2. Davalı vekili temyiz dilekçesinde özetle; istinaf dilekçesinde ileri sürdüğü sebepleri tekrar etmiş; ayrıca süresi içinde katılma yoluyla istinaf talebinde bulundukları halde Bölge Adliye Mahkemesi kararında sadece davacı idarenin istinaf talebinin değerlendirildiğini, müvekkili yönünden istinaf talepleri hakkında olumlu ya da olumsuz bir karar verilmediğini, bilirkişi heyeti içinde taşınmaz geliştirme konusunda yüksek lisans veya doktora yapmış kişi bulunmadığını, dolayısıyla bilirkişi heyetinin kanuna uygun şekilde teşekkül ettirilmediğini, Bölge Adliye Mahkemesi kararında İlk Derece Mahkemesi kararının hatalı olduğunun belirtildiğini, ancak yanlışlığın düzeltilmediğini ileri sürmüştür.
C. Gerekçe
1. Uyuşmazlık ve Hukukî Nitelendirme
Uyuşmazlık, temel olarak davacı idare ile davalı tapu maliki arasındaki kamulaştırma bedelinin tespiti istemine ilişkindir.
2. İlgili Hukuk
1. 6100 sayılı Hukuk Muhakemeleri Kanunu'nun (6100 sayılı Kanun) 369 uncu maddesinin birinci fıkrası ile 370 ve 371 inci maddeleri.
2. 2942 sayılı Kanun'un 10 uncu maddesinin sekizinci fıkrası, 11 inci maddesinin birinci ve ikinci fıkraları.
3. Değerlendirme
1.Bölge Adliye Mahkemelerinin nihai kararların bozulması 6100 sayılı Kanun'un 371 inci maddesinde yer alan sebeplerden birinin varlığı hâlinde mümkündür.
2. Arsa niteliğindeki Adana ili, ..., ... Mahallesi 1513, 1515, 1518, 1519, 1521 ve 1525 parsel sayılı taşınmazların zeminine 2942 sayılı Kanun’un 11 inci maddesinin birinci fıkrasının (g) bendi uyarınca emsalin üstün ve eksik yönleri belirlenip kıyaslaması yapılarak; üzerinde bulunan yapılara aynı Kanun'un 11 inci maddesinin birinci fıkrasının (h) bendi uyarınca resmi birim fiyatları esas alınıp yıpranma payı düşülerek; ağaçlara ise yaş, cins ve verim durumlarına göre değer biçilmesi yerindedir.

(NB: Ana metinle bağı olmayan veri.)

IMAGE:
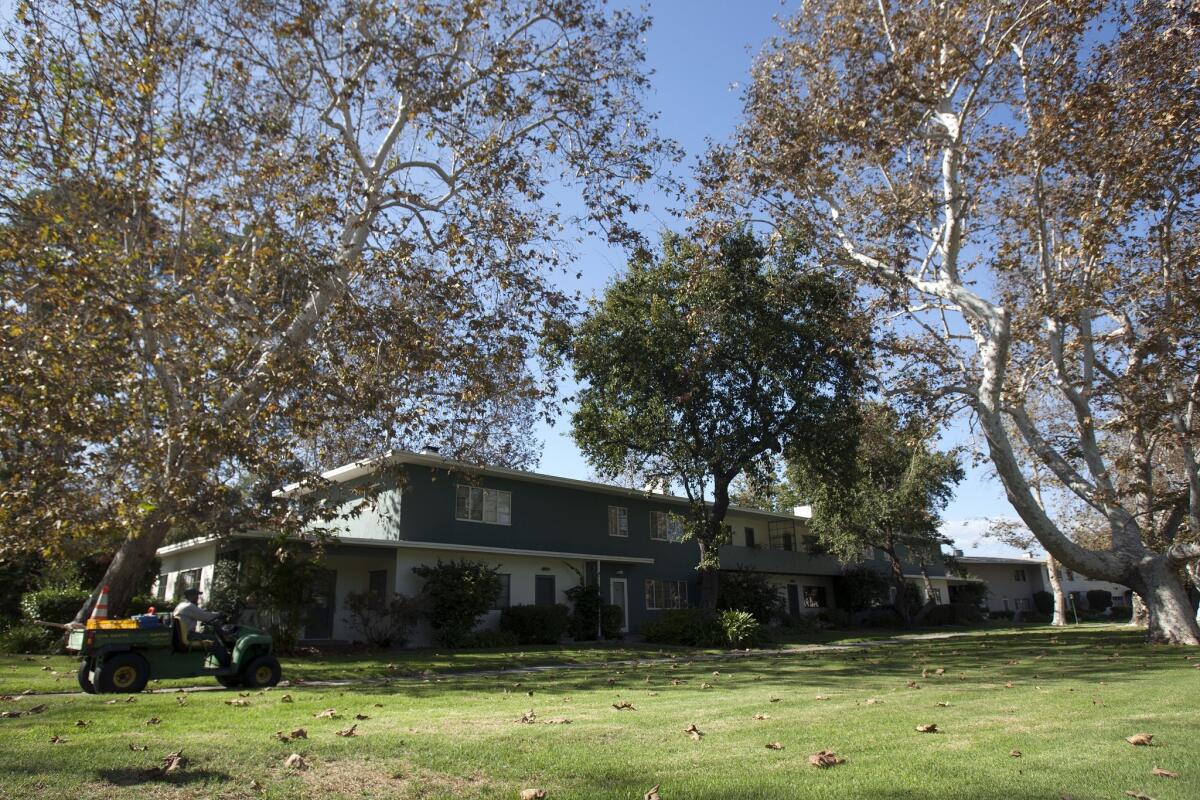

3. Bölge Adliye Mahkemesinin esastan ret kararı incelendiğinde, davalı vekilinin istinaf dilekçesinde ileri sürdüğü itirazların, kararın istinaf sebepleri başlıklı kısmında özetlendiği, kararın gerekçe kısmında taraf vekillerinin istinaf itirazlarına münhasıran inceleme yapıldığı ve taraf vekillerinin istinaf başvurusunun esastan reddine karar verilerek hüküm kurulduğunun belirtildiği, ancak hüküm kısmında davacı idare vekilinin istinaf başvurusunun esastan reddedildiğine dair maddi hata ile hüküm kurulduğu anlaşıldığından, davalı vekilinin bu yöndeki temyiz itirazlarına itibar edilmemiştir.
4. Avrupa İnsan Hakları Mahkemesinin 12055/17 numaralı başvuru sonucu verilen 23.10.2018 tarihli kararı ve Anayasa Mahkemesinin 2016/9364 başvuru numaralı, 01.06.2019 tarihli ve 30791 sayılı Resmî Gazete'de yayımlanan kararı da göz önüne alınarak, davanın niteliği gereği davacı idare lehine vekâlet ücretine hükmedilmemesinde hukuka aykırı bir yön bulunmamaktadır.
5. Tarafların iddia, savunma ve dayandıkları belgelere, uyuşmazlığın hukuki nitelendirilmesi ile uygulanması gereken hukuk kurallarına, dava şartlarına, yargılamaya hâkim olan ilkelere, ispat kurallarına ve temyiz olunan kararda belirtilen gerekçelere göre davalı vekilinin tüm, davacı idare vekilinin aşağıdaki paragrafın kapsamı dışındaki temyiz itirazları yerinde görülmemiştir.
6. Buna karşın; tespit edilen kamulaştırma bedelinin ilk kararla davalı tarafa ödenmesine hükmedildiği gözetilmeksizin, tüm bedel için 17.04.2019 tarihine kadar yasal faize hükmedilmesi bozmayı gerektirir.
Ne var ki bu hatanın giderilmesi yeniden yargılama yapılmasını gerektirmediğinden 6100 sayılı Kanun'un 370 inci maddesinin ikinci fıkrası hükmü uyarınca İlk Derece Mahkemesi kararının düzeltilerek onanması gerekir.
VI. KARAR
Açıklanan sebeplerle;
1. Davalı vekilinin tüm, davacı idare vekilinin diğer temyiz itirazlarının reddine,
2. Temyiz olunan, İlk Derece Mahkemesi kararına karşı istinaf başvurusunun esastan reddine ilişkin Bölge Adliye Mahkemesi kararının ORTADAN KALDIRILMASINA, davacı idare vekilinin temyiz itirazının kısmen kabulü ile İlk Derece Mahkemesi kararının hüküm fıkrasının (2) numaralı bendinde yer alan "karar tarihi olan 17.04.2019" tarihinin hükümden çıkartılmasına, yerine "ilk karar tarihi olan 30.11.2016" ibaresinin yazılması suretiyle DÜZELTİLEREK ONANMASINA,
Davalıdan peşin alınan temyiz harcının Hazineye irat kaydedilmesine,
Dosyanın İlk Derece Mahkemesine, kararın bir örneğinin Bölge Adliye Mahkemesine gönderilmesine,
29.02.2024 tarihinde oy birliğiyle karar verildi.